Ce post est la suite d'un premier article publié ici.
Avouons-le tout de suite, je n’aime pas les « standards de sécurité reconnus ». Ils sont trop souvent rédigés par des filières académiques coupées de la réalité du terrain ou par des techniciens coupés de la réalité business. Au sujet des métriques, les exemples ne manquent pas.
Dans le contexte des métriques, il est bon de rappeler ce que je pense être l’objectif principal des métriques : apporter des informations pertinentes aux preneurs de décisions, afin qu'ils fassent des choix adéquats. Il me semble que (trop) souvent, le but initial s’est perdu.
de quoi parle-t-on ?
Vu l’audience du workshop, je me suis focalisé sur les standards américains. Le NIST – National Institute of Standards and Technology publie une liste de standards très intéressants, dans les technologies de l’information, la série SP800 est mondialement reconnue. En toute logique, j’ai commencé par parler du standard SP 800 – 55 Rev1 Performance Measurement Guide for Information Security.
Si le responsable du MIT m’avait demandé d’épargner la NSA (c.f. post précédent), il n’avait rien précisé à propos du NIST. Je vais donc pouvoir dire ce que je pense de ce standard, sans retenue. En fait, j’ai pris les premiers métriques recommandées par le NIST (Annexe A du standard) et je les ai démontés une par une. Extraits :
mesure 1: budget sécurité
La formule pour calculer le budget sécurité : faire le pourcentage du budget IT dévolu à la sécurité des informations.
Mon commentaire : pour avoir un bon résultat « sécurité » il me suffit juste d’être moins efficace que le reste de l’informatique. Ou que le niveau de sécurité de base de l’IT soit si mauvais qu'il faille dépenser des fortunes pour rattraper la situation.
Ma suggestion : et si on mesurait le budget par rapport à l’exposition des risques ?

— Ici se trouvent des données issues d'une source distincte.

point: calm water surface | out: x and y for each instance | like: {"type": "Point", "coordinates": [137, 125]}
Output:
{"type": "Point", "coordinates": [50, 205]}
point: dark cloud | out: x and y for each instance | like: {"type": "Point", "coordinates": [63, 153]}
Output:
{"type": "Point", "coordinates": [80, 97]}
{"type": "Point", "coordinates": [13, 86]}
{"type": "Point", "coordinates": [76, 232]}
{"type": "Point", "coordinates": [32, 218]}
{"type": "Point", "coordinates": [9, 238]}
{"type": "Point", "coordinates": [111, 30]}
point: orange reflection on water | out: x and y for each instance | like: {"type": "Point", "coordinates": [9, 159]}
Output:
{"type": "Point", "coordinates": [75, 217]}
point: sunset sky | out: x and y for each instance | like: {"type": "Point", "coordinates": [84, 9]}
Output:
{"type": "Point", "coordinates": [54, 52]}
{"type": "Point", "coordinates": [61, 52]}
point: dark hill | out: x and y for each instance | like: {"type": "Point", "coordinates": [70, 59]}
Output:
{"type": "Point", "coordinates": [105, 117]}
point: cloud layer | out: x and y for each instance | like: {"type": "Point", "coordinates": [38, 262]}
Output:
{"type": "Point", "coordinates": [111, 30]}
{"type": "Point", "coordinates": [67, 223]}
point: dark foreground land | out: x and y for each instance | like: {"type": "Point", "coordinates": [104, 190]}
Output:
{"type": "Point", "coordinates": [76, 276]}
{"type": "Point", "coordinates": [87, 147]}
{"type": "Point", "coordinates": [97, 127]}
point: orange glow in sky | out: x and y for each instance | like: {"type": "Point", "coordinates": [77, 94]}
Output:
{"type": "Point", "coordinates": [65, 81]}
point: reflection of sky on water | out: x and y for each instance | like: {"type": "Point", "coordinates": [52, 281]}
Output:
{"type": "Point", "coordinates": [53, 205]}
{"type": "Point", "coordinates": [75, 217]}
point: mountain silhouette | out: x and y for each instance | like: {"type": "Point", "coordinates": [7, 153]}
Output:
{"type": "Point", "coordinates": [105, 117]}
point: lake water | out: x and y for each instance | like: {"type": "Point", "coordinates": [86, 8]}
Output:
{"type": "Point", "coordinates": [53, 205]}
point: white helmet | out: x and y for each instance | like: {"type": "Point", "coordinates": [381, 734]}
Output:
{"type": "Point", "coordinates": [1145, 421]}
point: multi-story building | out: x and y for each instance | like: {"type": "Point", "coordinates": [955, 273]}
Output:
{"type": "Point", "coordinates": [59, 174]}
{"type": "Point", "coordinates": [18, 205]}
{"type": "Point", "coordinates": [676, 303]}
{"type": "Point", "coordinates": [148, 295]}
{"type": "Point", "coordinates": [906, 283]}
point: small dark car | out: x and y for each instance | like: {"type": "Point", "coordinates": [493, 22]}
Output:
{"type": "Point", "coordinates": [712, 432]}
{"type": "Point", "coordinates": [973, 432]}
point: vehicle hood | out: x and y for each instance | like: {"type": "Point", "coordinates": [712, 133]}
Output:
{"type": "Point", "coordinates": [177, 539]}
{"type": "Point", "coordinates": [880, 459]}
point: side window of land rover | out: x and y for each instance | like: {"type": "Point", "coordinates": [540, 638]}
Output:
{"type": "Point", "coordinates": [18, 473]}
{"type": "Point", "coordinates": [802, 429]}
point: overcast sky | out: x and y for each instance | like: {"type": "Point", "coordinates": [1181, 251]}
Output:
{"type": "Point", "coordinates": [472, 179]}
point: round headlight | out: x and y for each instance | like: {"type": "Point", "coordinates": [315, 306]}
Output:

mesure 2 : gestion des vulnérabilités
La formule pour calculer la gestion des vulnérabilités : faire le pourcentage des vulnérabilités présentant un risque élevé qui ont été remédiées dans le délai défini.
Mon commentaire : pour avoir un bon résultat, je n’ai qu’à réduire l’évaluation du danger dans le contexte de l’entreprise, ou mieux, de définir un délai de déploiement des correctifs suffisamment long pour qu’il me soit aisé d’y remédier. C’est exactement ce qu’avaient fait les compagnies aériennes lorsque la Commission Européenne les avait forcées à ce que les vols soient à l’heure : ils ont augmenté la durée de tous les vols !
Ma suggestion : et si on définissait le délai sur la base de l’exposition aux risques (est-ce qu’il y a un malware exploitant cette faille ? est-ce qu’il y a un exploit dans Metasploit ? est-ce que dans le contexte de l’entreprise la faille pourrait être exploitée ou pas ? etc.) Et si on ne parvient pas à déployer dans le délai souhaité, cela montre que l’on a besoin d’autres outils, de davantage de personnel, de procédures différentes, que le business montre plus de flexibilité par rapport à la fenêtre de maintenance, etc.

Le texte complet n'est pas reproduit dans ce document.